11. The injection-molded box as claimed in claim 9, wherein the lid comprises a top wall which is provided with a reinforcing structure produced by making a portion of the top wall thicker and/or is provided with a reinforcing structure as indicated in claims 1- 8.

12. The injection-molded box as claimed in any of the preceding claims, the underside of which is provided with a carrier edge which extends along the periphery of the bottom wall.

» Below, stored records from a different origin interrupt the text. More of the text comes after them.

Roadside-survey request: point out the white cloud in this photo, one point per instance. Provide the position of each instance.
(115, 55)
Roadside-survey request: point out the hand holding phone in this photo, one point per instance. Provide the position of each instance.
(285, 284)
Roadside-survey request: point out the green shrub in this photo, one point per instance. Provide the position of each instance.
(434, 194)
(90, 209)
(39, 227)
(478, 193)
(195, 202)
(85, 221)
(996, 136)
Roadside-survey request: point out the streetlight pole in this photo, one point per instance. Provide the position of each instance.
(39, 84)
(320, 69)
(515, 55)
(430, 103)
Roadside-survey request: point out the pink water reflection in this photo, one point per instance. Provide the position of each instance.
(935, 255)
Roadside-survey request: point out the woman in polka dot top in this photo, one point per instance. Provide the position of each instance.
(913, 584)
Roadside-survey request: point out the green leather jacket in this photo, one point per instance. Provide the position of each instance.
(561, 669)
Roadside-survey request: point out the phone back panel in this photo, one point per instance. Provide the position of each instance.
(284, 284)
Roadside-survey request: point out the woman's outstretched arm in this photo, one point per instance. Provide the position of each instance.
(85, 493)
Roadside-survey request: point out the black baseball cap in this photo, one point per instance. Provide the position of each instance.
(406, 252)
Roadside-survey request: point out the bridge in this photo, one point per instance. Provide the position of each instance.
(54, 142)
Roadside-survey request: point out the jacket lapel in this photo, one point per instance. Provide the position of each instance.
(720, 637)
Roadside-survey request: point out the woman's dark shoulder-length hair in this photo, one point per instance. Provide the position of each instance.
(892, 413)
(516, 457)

13. A method for injection- molding a box, preferably suitable as a coffin, which is made from a plastic which comprises a bio-based plastic as its main component, wherein the bio-based plastic comprises polylactic acid,

wherein the box comprises a bottom wall and upright walls connected thereto, and wherein the bottom wall is provided with a reinforcing structure,

comprising the following steps:

manufacturing an injection mold comprising an upper mold and a bottom mold, shaped according to the dimensions and the design of the box;

introducing the plastic into the injection mold in a plastic state;

- allowing the plastic to cool;

opening the injection mold;

removing the injection-molded plastic box;

wherein the injection mold is shaped in such a way that the following is true for the box obtained by means of the method: the adjacent walls within the reinforcing structure satisfies a modified release angle of at least 3 degrees, preferably at least 6 degrees, and most preferably at least 10 degrees.

14. The method as claimed in claim 13, wherein the box obtained by injection- molding complies with one or more of the same measures as the injection-molded box as claimed in claims 1-12.